In pooled safety population, 3% of patients experienced heart failure; 71% of the patients with heart failure were reported as recovered. Fatal cardiac failure was reported in <1% of patients.

In the adjuvant treatment of RCC study, 11 patients experienced Grade 2 decreased ejection fraction (left ventricular ejection fraction [LVEF] 40% to 50% and a 10% to 19% decrease from baseline). In 3 of these 11 patients, the ejection fractions arm did not return to ≥50% or baseline by the time of last measurement. No patients who received SUTENT were diagnosed with CHF.

Patients who presented with cardiac events within 12 months prior to SUTENT administration, such as myocardial infarction (including severe/unstable angina), coronary/peripheral artery bypass graft, symptomatic CHF, cerebrovascular accident or transient ischemic attack, or pulmonary embolism were excluded from SUTENT clinical studies. Patients with prior anthracycline use or cardiac radiation were also excluded from some studies. It is unknown whether patients with these concomitant conditions may be at a higher risk of developing left ventricular dysfunction.

Consider monitoring LVEF at baseline and periodically as clinically indicated. Carefully monitor patients for clinical signs and symptoms of congestive heart failure (CHF).

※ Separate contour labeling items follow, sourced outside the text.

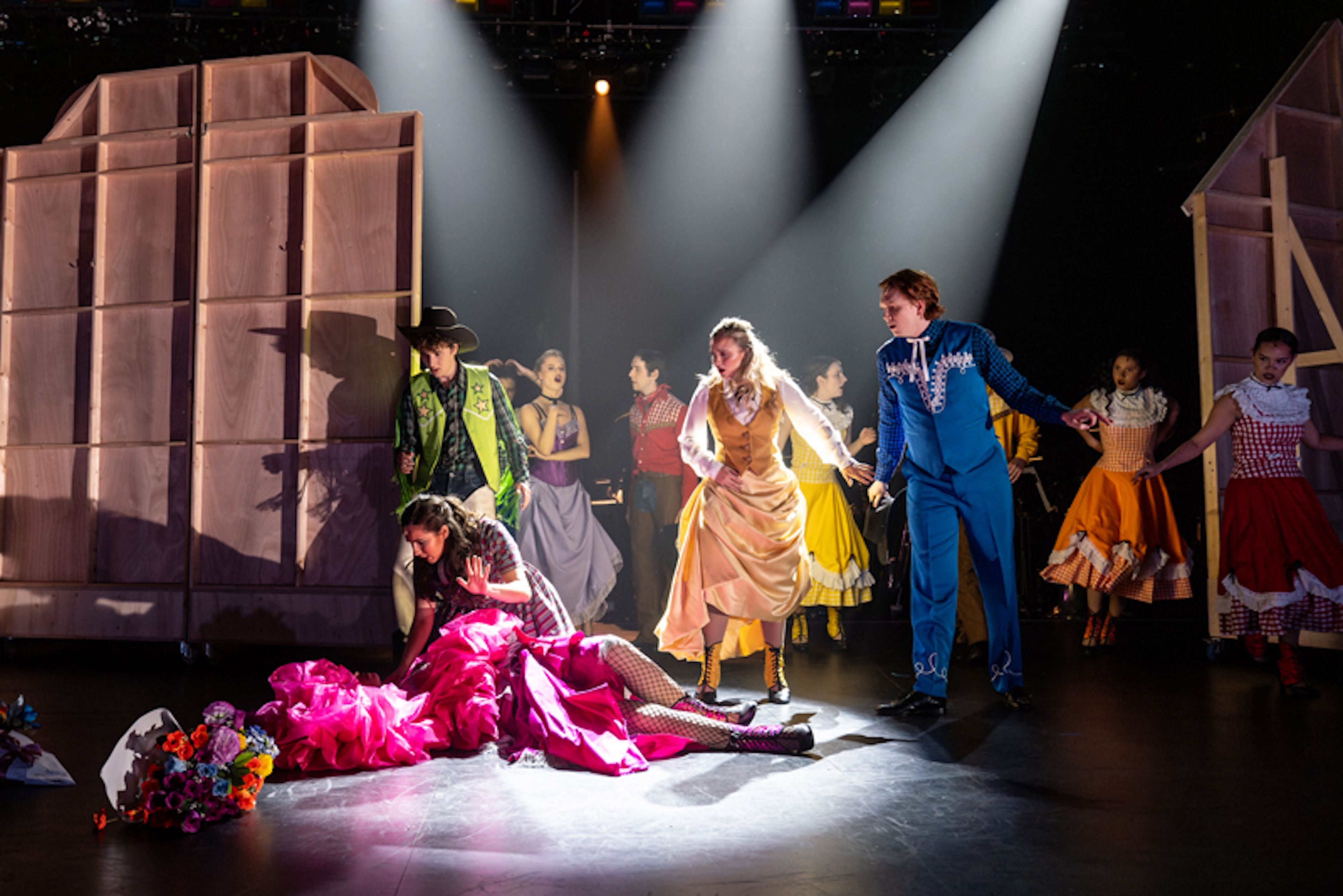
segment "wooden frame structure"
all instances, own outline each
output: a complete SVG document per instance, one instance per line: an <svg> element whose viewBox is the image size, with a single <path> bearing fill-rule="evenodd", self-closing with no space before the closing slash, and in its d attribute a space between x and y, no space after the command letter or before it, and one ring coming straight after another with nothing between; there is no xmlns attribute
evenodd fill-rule
<svg viewBox="0 0 1343 896"><path fill-rule="evenodd" d="M299 52L0 153L0 634L385 642L422 148Z"/></svg>
<svg viewBox="0 0 1343 896"><path fill-rule="evenodd" d="M1343 23L1326 23L1185 201L1194 219L1199 399L1249 372L1254 334L1285 326L1315 419L1343 429ZM1312 451L1305 474L1343 532L1343 459ZM1217 635L1221 497L1229 439L1203 454L1209 630ZM1303 643L1343 646L1303 633Z"/></svg>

Discontinue SUTENT in patients who experience clinical manifestations of CHF. Interrupt SUTENT and/or reduce the dose in patients without clinical evidence of CHF who have an ejection fraction of greater than 20% but less than 50% below baseline or below the lower limit of normal if baseline ejection fraction was not obtained.

5.3 QT Interval Prolongation and Torsade de Pointes

SUTENT can cause QT interval prolongation in a dose-dependent manner, which may lead to an increased risk for ventricular arrhythmias including Torsade de Pointes. Torsade de Pointes was observed in <0.1% of patients.

Monitor patients who are at higher risk of developing QT interval prolongation, including patients with a history of QT interval prolongation, patients who are taking antiarrhythmics, or patients with relevant pre-existing cardiac disease, bradycardia, or electrolyte disturbances. Consider periodic monitoring of electrocardiograms and electrolytes (i.e., magnesium, potassium) during treatment with SUTENT.

Monitor QT interval more frequently when SUTENT is concomitantly administered with strong CYP3A4 inhibitors or drugs known to prolong QT interval. Consider dose reducing SUTENT [see Dosage and Administration (2.5), Drug Interactions (7.2)].